Here you will generate a line plot of top 10 confirmed cases and the overall community vulnerability index on the same axis. From the graph, explain your observation.


In [39]:
df2 = pd.merge(df,df_covid_external,on = 'states')

NameError: name 'df_covid_external' is not defined

In [40]:
df2

NameError: name 'df2' is not defined

In [41]:
df_confirmed_vulnerabilty = df2.nlargest(10,['Confirmed Cases','Overall CCVI Index'])
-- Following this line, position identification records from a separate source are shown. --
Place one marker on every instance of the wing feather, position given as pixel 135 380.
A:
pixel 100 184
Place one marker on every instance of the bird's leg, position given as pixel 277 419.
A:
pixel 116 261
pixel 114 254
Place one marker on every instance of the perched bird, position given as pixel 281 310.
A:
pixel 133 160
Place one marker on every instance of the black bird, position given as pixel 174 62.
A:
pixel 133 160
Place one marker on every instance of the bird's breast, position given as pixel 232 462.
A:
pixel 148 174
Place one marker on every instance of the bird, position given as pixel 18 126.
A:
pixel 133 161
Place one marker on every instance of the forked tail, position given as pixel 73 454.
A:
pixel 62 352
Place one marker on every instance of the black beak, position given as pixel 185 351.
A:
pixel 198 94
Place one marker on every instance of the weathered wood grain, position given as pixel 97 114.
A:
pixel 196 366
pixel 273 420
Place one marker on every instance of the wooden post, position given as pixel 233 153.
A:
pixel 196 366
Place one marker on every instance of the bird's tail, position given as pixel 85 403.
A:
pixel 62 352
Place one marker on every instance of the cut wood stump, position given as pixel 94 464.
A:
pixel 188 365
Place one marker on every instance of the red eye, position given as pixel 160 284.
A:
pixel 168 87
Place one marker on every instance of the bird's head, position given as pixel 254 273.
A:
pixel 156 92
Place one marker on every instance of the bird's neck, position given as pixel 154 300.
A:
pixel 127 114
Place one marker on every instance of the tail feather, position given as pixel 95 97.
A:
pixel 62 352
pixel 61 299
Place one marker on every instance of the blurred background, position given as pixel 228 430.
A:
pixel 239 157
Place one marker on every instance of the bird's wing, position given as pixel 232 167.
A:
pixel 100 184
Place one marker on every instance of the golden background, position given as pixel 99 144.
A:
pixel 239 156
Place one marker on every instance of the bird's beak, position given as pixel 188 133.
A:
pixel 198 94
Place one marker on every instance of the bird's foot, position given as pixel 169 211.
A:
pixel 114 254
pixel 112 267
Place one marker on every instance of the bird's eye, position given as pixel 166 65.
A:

NameError: name 'df2' is not defined

In [None]:
df_confirmed_vulnerabilty

In [None]:
x=df_confirmed_vulnerabilty['states']
y1 = df_confirmed_vulnerabilty['Confirmed Cases']
y2 = df_confirmed_vulnerabilty['Overall CCVI Index']
fig, ax1 = plt.subplots(figsize = (12,7))
plt.title('The Top 10 Confirmed Cases and the Overall CCVI Index',fontsize=25)
ax1.set_xlabel('States',fontsize=20)
ax1.set_ylabel('Top 10 Confirmed Cases',color = 'r',fontsize=20)
ax2 = ax1.twinx()
ax2.set_ylabel('Overall CCVI Index',color = 'b',fontsize=20)
curve1 = ax1.plot(x, y1, label = 'Confirmed Cases', color = 'r')
curve2 = ax1.plot(x, y2, label='Overall CCVI Index', color = 'b')
plt.plot()
plt.show()


### TODO H - Determine the relationship between the external dataset and the NCDC COVID-19 dataset. 
* Here I generated a regression plot between two variables to visualize the linear relationships - Confirmed Cases and Population Density.


In [None]:
b = df_confirmed_vulnerabilty['Confirmed Cases']
c = df_confirmed_vulnerabilty['Population Density']
plt.subplots(figsize = (12,5))
plt.title('The Top 10 Confirmed Cases and the Overall CCVI Index',fontsize=25)
plt.xlabel('States',fontsize=20)
plt.ylabel('Population Density',fontsize=20)
sns.regplot(x=b,y= c, data= df_confirmed_vulnerabilty)
plt.show()

## TODO L -
Determine the effect of the Pandemic on the economy. To do this, you will compare the Real GDP value Pre-COVID-19 with Real GDP in 2020 


In [None]:

df_nigeria_real_gdp = df_real_gdp.melt(id_vars= 'Year',value_vars= ['Q1','Q2','Q3','Q4'],var_name='Quarters',value_name = 'Quarter_value')
df_nigeria_real_gdp

In [None]:
d=df_nigeria_real_gdp['Year']
e= df_nigeria_real_gdp['Quarter_value']
plt.subplots(3,3 figsize=(12,5))
plt.bar(d,e)
plt.axhline(1.58e7,c='r',linewidth=2)
plt.title('Years and their GDP Quarter values',fontsize=25)
plt.xlabel('Year',fontsize=20)
plt.ylabel('Quarter value',fontsize=20)
plt.show()

#### Summary: The red horizontal line is the quarter value of 2020 Q2 which is the lowest GDP of the country due to the effect of Covid-19.